Dictionary assignment

John J. Lee jjl at pobox.com
Sat Aug 16 05:31:14 EDT 2003


Istvan Albert <ialbert at mailblocks.com> writes:

> Mark Daley wrote:
> 
> > format[self.formats.get()][key] = current[key]
> > Now, all disgust from my example aside, shouldn't this line cause a
> > new key
> > (whatever self.formats get() produces) whose contents are an exact copy of
> > current?
> 
> First you need to assure that format[self.formats.get()] contains
> another dictionary as a value.
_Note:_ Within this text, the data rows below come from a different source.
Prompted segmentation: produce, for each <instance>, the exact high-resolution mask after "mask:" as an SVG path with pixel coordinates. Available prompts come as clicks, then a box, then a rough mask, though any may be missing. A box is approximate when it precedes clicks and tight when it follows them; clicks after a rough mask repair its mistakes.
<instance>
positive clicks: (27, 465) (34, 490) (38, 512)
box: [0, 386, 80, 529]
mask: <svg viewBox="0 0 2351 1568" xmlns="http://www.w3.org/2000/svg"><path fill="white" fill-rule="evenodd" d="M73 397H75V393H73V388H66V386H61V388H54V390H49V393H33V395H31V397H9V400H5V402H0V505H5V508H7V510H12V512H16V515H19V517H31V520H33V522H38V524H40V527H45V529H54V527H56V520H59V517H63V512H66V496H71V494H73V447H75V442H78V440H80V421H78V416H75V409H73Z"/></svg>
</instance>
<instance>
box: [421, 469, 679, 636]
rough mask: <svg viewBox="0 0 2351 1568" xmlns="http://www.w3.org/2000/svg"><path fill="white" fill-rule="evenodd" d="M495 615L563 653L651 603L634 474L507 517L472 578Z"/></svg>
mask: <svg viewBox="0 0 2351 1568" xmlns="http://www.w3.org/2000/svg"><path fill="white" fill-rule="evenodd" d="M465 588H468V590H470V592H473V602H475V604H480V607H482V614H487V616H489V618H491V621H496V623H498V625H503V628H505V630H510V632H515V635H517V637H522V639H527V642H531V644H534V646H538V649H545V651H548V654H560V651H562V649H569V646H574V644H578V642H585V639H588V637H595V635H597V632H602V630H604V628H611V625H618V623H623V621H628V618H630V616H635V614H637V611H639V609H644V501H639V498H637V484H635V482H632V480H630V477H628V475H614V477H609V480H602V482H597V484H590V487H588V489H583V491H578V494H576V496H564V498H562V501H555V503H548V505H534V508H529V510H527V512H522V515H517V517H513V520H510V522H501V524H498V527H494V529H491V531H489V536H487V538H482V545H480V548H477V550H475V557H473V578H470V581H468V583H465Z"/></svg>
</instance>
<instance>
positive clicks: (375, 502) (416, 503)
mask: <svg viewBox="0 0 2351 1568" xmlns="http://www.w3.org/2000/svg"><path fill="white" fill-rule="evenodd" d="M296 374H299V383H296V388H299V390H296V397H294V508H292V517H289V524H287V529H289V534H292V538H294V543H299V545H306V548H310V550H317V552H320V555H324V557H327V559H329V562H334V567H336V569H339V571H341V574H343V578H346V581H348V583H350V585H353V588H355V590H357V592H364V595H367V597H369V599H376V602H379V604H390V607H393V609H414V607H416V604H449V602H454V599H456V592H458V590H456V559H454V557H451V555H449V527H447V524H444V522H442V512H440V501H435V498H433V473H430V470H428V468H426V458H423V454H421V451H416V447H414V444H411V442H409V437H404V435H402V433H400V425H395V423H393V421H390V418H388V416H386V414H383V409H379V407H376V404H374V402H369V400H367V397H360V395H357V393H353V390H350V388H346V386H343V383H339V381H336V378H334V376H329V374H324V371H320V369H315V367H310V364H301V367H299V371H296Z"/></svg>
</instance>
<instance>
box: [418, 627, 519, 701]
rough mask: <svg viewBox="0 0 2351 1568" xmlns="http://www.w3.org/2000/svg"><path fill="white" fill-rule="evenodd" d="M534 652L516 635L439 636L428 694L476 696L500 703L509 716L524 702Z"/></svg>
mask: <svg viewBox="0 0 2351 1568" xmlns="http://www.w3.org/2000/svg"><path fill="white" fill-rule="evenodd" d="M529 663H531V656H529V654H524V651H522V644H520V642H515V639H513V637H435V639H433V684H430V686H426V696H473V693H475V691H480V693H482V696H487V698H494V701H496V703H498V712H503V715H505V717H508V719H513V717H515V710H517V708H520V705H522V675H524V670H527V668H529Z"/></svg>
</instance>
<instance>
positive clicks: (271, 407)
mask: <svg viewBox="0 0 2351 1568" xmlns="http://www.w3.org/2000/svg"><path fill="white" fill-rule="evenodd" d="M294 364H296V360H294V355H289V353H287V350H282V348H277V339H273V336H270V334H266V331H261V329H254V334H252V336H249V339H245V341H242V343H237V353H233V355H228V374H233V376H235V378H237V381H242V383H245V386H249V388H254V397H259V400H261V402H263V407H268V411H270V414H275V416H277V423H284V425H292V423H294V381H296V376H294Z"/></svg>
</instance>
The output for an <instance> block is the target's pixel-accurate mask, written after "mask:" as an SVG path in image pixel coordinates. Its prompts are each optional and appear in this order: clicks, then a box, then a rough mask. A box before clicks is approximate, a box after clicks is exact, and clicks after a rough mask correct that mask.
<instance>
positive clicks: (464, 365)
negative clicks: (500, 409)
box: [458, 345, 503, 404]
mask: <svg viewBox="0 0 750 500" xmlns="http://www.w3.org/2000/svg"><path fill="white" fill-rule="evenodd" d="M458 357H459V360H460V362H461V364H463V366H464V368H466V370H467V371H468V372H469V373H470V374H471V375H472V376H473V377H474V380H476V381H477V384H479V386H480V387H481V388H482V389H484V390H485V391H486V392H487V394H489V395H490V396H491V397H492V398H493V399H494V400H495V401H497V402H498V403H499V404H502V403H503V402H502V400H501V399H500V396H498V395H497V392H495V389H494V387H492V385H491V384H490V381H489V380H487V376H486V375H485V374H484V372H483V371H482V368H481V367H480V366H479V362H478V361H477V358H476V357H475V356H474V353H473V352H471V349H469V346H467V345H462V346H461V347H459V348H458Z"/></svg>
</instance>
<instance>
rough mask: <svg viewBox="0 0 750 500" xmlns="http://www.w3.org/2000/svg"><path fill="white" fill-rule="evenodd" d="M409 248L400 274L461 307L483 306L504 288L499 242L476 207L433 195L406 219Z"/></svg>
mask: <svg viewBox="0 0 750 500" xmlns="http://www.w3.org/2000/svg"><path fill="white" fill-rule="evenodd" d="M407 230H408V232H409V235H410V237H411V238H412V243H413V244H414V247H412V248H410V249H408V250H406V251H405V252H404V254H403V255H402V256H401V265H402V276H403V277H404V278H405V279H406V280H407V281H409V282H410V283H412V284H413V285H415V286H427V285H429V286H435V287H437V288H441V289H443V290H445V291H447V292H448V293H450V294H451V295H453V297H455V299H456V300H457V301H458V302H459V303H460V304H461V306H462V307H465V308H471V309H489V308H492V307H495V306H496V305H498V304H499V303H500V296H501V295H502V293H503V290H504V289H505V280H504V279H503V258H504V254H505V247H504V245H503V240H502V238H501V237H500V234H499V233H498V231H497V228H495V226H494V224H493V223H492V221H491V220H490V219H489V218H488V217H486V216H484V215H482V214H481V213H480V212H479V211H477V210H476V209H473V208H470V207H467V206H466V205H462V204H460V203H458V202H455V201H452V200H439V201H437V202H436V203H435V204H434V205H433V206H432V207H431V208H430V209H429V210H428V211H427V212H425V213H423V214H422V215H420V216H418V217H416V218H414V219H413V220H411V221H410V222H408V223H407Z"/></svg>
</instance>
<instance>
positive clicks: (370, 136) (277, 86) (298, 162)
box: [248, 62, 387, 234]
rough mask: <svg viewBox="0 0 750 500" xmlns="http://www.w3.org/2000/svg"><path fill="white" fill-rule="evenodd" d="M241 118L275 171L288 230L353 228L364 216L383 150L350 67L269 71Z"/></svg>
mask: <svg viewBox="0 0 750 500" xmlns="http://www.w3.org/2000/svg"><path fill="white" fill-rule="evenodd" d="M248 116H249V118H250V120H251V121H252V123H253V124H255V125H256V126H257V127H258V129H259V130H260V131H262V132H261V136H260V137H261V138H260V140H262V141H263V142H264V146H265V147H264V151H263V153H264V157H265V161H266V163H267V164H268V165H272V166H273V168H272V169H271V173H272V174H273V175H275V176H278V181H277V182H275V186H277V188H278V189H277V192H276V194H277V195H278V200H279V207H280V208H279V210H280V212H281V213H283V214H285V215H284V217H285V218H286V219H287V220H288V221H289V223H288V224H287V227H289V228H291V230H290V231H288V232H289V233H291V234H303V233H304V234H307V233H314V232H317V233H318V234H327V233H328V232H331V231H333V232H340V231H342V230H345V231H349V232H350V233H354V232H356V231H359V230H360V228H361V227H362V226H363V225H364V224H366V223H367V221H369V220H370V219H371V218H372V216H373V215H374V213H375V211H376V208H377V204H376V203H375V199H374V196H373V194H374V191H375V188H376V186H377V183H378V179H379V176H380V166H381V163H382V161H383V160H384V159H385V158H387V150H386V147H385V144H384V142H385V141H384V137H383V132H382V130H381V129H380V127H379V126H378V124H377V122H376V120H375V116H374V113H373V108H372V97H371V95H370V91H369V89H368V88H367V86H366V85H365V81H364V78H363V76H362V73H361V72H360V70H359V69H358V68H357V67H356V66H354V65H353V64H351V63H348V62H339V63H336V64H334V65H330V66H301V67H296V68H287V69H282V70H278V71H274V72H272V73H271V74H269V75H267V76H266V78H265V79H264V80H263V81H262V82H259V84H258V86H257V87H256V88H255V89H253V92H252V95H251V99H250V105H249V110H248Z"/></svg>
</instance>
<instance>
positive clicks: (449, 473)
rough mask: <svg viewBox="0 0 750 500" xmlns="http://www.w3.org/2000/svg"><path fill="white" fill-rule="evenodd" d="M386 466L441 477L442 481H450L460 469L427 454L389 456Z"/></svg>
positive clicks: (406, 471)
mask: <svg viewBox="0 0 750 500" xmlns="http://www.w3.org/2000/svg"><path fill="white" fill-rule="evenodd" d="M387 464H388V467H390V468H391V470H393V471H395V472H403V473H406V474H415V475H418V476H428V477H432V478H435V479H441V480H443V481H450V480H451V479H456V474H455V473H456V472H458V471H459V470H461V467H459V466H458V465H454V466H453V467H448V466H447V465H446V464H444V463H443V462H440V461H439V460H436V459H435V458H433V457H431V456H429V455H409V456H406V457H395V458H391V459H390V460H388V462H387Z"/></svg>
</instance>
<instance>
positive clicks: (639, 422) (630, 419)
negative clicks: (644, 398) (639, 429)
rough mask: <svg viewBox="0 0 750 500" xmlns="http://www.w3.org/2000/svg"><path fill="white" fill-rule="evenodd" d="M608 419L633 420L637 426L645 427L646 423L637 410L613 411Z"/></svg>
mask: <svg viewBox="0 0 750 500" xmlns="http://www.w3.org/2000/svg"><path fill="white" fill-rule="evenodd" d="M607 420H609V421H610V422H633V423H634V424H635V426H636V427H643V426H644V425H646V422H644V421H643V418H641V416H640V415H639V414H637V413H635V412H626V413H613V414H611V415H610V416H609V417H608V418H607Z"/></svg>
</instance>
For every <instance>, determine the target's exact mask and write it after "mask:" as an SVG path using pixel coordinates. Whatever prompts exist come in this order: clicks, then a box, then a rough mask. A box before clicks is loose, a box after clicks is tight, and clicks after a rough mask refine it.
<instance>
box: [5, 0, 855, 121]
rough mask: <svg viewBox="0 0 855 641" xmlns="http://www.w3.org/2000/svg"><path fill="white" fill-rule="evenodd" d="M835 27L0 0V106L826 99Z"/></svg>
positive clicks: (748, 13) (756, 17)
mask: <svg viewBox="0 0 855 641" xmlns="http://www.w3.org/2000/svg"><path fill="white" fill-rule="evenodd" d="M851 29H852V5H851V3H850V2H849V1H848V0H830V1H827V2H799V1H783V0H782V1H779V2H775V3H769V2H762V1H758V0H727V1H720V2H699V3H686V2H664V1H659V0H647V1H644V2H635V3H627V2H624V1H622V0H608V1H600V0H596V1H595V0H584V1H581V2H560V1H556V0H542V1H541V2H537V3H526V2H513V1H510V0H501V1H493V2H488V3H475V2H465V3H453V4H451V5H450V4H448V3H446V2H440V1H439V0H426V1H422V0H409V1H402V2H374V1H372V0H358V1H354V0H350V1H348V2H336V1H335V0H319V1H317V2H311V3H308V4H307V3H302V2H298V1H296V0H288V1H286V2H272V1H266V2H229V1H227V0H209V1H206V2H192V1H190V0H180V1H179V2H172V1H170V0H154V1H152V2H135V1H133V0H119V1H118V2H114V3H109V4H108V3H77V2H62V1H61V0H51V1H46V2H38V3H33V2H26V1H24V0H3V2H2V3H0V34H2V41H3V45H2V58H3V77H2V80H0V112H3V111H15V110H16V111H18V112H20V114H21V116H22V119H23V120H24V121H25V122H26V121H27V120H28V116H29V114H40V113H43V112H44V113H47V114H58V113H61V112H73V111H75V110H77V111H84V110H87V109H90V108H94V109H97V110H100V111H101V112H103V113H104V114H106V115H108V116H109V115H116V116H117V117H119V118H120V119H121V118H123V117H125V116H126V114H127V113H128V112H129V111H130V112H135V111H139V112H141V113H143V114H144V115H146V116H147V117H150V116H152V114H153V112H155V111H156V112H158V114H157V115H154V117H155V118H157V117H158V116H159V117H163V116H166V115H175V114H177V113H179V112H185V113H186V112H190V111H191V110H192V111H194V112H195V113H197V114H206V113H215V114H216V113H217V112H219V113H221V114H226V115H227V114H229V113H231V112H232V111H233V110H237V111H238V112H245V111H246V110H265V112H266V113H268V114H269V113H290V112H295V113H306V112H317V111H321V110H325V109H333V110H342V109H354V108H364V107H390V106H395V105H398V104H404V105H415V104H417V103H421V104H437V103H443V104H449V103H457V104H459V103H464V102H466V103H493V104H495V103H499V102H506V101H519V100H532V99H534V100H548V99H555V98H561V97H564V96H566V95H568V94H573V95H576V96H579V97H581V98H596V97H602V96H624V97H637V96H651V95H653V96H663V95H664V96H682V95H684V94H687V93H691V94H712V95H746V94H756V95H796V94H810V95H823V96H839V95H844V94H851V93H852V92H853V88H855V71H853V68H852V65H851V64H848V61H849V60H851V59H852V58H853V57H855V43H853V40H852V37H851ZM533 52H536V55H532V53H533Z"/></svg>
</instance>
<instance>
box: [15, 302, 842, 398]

Here is an example:
> 
> >>>> a = {}
> >>>> a[1] = {}
> >>>> a[1][2] = 1
> 
> works as expected but
> 
> >>>> a[2][3] = 4
> 
> will fail with KeyError:2 because this construct attempts to fetch the
> value corresponding to key 2 and then add to that dictionary the 3/4
> key/value pair.
> 
> It is indeed confusing, I never thought about it and caught me by
> surprise that it is KeyError:2 that is being thrown.

Maybe it's surprising to some Perl users.  Personally, it doesn't
surprise me (and I did come from Perl) that if you didn't add a key 2
to the dictionary a, it complains when you look up 2 in that dict.


> As one parses the expression from left to right it reads as if the
> assignment to key 2 comes first and only then does the assignment
> to key 3 become "active".

That's precisely what *does* happen, if you replace the first
'assignment to' in that sentence with 'item lookup' or 'indexing'.
The key 2 is not automagically created when it's found to be missing.
Perhaps you wanted:

a.setdefault(2, {})[3] = 4

?

How would it know what to index-assign to a[2] otherwise?  A dict?  A
list?  Something else?


> The error message one expects is that a[2]
> does not support assigment.

a[2] doesn't exist in your example above.